For the first time in its history, four circumpolar Indigenous artists appear on the Sobey Art Award longlist. Glenn Gear, Tanya Lukin Linklater, Laakkuluk Williamson Bathory and Maureen Gruben all appear on the longlist for the 2021 prize—Gear is nominated for the Atlantic category, Linklater for Ontario, and Gruben and Bathory for Prairies and North.
This is also the first year that artists of any age are eligible for the award, which since its inception in 2002 has only been presented to artists under 40. Some artists are only beginning their artistic careers at the age of 35, so the removal of the age limit allows for a greater range of emerging artists to make the list.
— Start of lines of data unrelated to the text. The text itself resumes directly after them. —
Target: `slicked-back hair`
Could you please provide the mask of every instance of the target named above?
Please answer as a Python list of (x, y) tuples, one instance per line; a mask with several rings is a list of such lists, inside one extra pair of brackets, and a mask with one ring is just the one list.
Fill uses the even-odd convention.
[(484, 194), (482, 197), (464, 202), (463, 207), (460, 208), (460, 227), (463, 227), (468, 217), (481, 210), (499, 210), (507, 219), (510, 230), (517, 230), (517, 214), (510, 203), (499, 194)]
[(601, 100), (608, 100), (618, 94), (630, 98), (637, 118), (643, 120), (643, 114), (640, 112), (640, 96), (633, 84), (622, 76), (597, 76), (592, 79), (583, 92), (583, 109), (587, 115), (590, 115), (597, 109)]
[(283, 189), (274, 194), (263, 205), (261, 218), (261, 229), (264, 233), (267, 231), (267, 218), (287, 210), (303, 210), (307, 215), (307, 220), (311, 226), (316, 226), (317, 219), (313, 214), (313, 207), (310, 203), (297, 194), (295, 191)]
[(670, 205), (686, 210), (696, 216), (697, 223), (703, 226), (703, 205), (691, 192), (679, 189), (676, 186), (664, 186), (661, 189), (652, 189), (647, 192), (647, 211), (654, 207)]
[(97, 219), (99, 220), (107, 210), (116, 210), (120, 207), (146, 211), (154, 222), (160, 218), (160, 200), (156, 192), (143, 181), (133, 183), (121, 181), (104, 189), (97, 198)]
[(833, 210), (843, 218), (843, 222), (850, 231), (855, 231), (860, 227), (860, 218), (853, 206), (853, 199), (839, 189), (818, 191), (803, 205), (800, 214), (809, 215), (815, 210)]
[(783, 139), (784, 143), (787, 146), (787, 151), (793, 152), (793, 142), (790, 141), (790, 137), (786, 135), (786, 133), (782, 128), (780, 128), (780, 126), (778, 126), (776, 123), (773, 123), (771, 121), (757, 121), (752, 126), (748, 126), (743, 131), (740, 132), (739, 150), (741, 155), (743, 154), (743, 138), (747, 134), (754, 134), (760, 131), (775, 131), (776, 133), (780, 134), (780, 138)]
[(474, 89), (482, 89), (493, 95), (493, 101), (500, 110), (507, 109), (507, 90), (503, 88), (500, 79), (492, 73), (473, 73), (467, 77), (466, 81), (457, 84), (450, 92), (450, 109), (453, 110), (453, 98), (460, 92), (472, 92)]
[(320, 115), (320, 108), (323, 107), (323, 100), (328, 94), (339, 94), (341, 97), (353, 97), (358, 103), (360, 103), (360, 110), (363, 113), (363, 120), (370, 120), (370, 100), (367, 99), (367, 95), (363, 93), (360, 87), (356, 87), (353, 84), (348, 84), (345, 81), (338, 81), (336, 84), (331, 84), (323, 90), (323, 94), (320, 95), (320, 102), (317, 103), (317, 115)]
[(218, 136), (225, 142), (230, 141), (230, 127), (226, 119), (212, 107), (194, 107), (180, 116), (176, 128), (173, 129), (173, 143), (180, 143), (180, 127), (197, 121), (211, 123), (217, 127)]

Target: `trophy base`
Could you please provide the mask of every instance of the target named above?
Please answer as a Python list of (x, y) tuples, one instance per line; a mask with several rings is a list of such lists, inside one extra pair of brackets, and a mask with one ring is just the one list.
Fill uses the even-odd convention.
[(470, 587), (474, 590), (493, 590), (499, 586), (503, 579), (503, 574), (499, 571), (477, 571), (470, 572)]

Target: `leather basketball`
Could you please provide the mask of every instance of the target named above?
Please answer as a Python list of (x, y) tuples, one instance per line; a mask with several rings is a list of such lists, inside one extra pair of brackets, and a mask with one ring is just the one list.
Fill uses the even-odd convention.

Jury Chair Sasha Suda, who is also Director and CEO of the National Gallery of Canada, said this year’s award received a record number of nominations, particularly from non-urban areas. “It has been an extraordinary privilege to learn about the amazing art being made from coast-to-coast-to-coast,” she said in the NGC press release.
“The unprecedented number of first-time longlisted artists resonates loudly with the Sobey Art Foundation’s commitment to amplifying new voices,” added Rob Sobey, chair of the Sobey Art Foundation.
Glenn Gear is an animator, filmmaker and visual artist from Corner Brook, Newfoundland, now based in Montreal, QC, whose work work often explores his ancestral ties to Nunatsiavut, creating alternative forms of storytelling through animation, archives, collage, installation, painting, and sound. His films have screened at festivals around Canada and the world, including the ImagineNATIVE Film + Media Festival. He recently created Iluani/Silami (it’s full of stars) (2021), a walk-in sea can (or shipping container) installation painted with scenes from a Nunatsiavut northern lights myth as a commission for inaugural exhibition INUA at WAG-Qaumajuq. When not making new artwork, Gear facilitates workshops in animation production for Indigenous youth.
Maureen Gruben is an installation, performance and textile artist from Tuqtuyaaqtuuq (Tuktoyaktuk), Inuvialuit Settlement Region, NT, best known for her work with fur, hides, skins and manufactured materials, which she uses to activate themes of environmentalism, melting ice and Indigenous hunting rights. Last summer, she took part in a virtual residency through the IAF Circumpolar Exchange Program which combined found materials with new technologies like virtual reality. Her work can be found in exhibitions around the world, including two recent appearances at the Winnipeg Art Gallery and WAG-Qaumajuq, where her pieces were on display in subsist and INUA.
Tanya Lukin Linklater is a multidisciplinary artist from southern Alaska who lives and works in Ontario. Her practice encompasses dances, performance, video, photography, installation and writing as a way to work through orality and embodiment. Her work has been featured in exhibitions nationally and internationally since 2012, and in 2021 was on display as part of Two Truths and a Lie at Oakville Galleries in Ontario, and You Sit In A Garden at Centre Clark in Montreal, QC and will be on display this October in Soft Water Hard Stone at the new Museum Triennial in New York. She is currently studying for her Ph.D. in Cultural Studies at Queen’s University.
Laakuluk Williamson Bathory is a multidisciplinary artist from Iqaluit, NU, with talents ranging from acting, curating, drum-dancing, music, writing and uaajeerneq (Greenlandic mask dance). Through uaajeerneq, Bathory educates both children and adults on the limits of human experience, and she works to advocate for Indigenous voices and gender equality. Bathory’s artistic practice won her the inaugural Kenojuak Ashevak Memorial Award in 2018, as well as the inaugural Indigenous Artist Award of the Sinchi Foundation in 2020. She was commissioned by the National Gallery of Canada to produce work for Àbadakone | Continuous Fire | Feu continuel in 2019. Bathory is the former Artistic Director of Qaggiavuut Society for Nunavut Performing Arts.
After the success of last year’s award, which gave $25,000 to each of the longlisted artists, the Sobey Art Foundation has increased the overall prize value to $400,000. The overall winner will receive $100,000, shortlisted artists $25,000, and each of the longlisted artists will receive $10,000 in prize money. As is tradition, the shortlisted artists will also be featured in an exhibition at the National Gallery of Canada in the fall of 2021.
Dispersing the money among all the artists means each will “receive meaningful financial support to sustain their practices,” said Sobey.
This year’s jury is composed of Suda; Nisk Imbeault, Director and Curator at the Galerie d'art Louise and Reuben-Cohen, University of Moncton; Emelie Chhangur, Director/Curator at the Agnes Etherington Art Centre; Tarah Hogue, Curator of Indigenous Art at Remai Modern; Adriano Pedrosa, Artistic Director at the Museu de Arte de São Paulo Assis Chateaubriand, Adam D. Weinberg, Alice Pratt Brown Director at the Whitney Museum of American Art; Dominique Fontaine, an independent curator; and Joni Low, an independent curator and writer.